Social media websites and eating disorders share a unique connection.
I discussed in my previous blog posting how websites such as Facebook and Instagram influence negative body image through means of photos and pictures, though the way in which social media influences eating disorders is often overlooked.
Users of social media websites have direct access to forums where individuals discuss and even encourage ways to dangerously diet, purge, and exercise compulsively.
For example, simply searching “Anorexia” or “Bulimia” on Instagram will lead a user directly to representative pictures of eating disorders, pictures which depict the starved bodies of women.

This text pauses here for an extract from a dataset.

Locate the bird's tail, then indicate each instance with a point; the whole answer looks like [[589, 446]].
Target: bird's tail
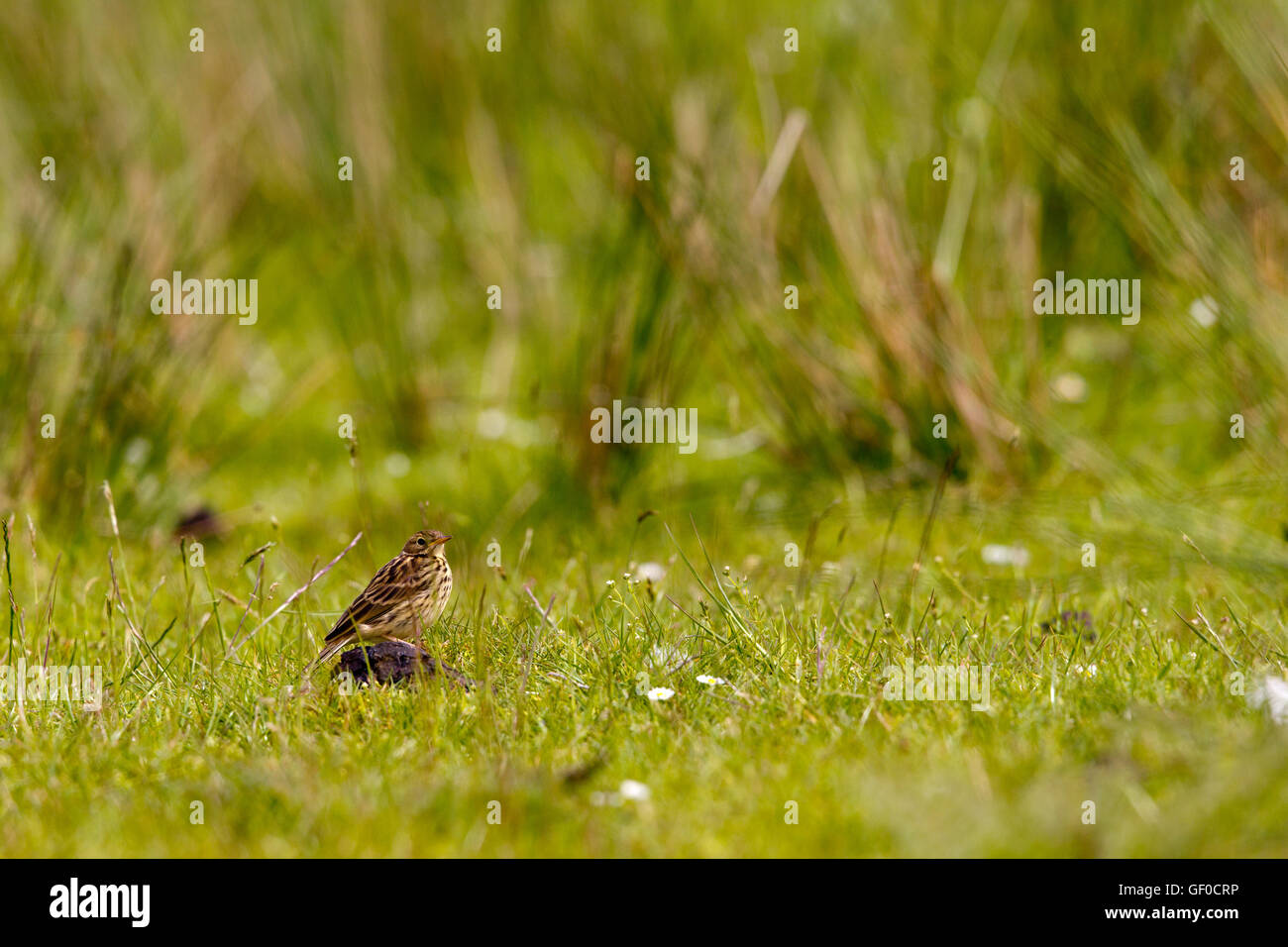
[[329, 651]]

Many accounts of this type promote eating disorder behavior, posting images that state expressions such as “name a food and I won’t eat it for a whole month” or “skip dinner wake up thinner”. I discovered these types of accounts when I was dealing with my own eating disorders, and they are dangerously influential. Seeing posts that promote eating disorder behavior trigger thoughts and actions that only worsen an individual’s already existing condition.
Rojas (2014, N. Pag) addresses these sorts of accounts and forums in her article, referring to them as “Pro-ana” (pro-Anorexia) and “Pro-mia” (pro-Bulimia). She addresses the issue of how social media sites give these dangerous accounts the opportunity to publicly display their content, as well as the ability to manipulate viewers that eating disorders can be categorized as a lifestyle choice as opposed to a serious mental/psychiatric illness.
Because the intention of these accounts on social media websites is to glorify eating disorders and the devastation they inflict, it is apparent why the images they display are harmful and triggering. Seeing individuals publicly displaying the very thoughts victims of eating disorders internalize and attempt to block out often convinces a person that their condition is normal, or not serious, because so many other victims feel the same way. These accounts act as a veil to hide and glorify fear, and they are comforting in the sense they allow social media users to negatively interact with one another by promoting eating disorder behaviors.
While the National Eating Disorder Association has attempted to abolish these sort of accounts, thousands still exist and continue to influence and promote eating disorders via social media.
Rojas, Marcela. “Social Media Helps Fuel Some Eating Disorders.” 2014, N. Pag. USA TODAY. Web. February 28th 2015.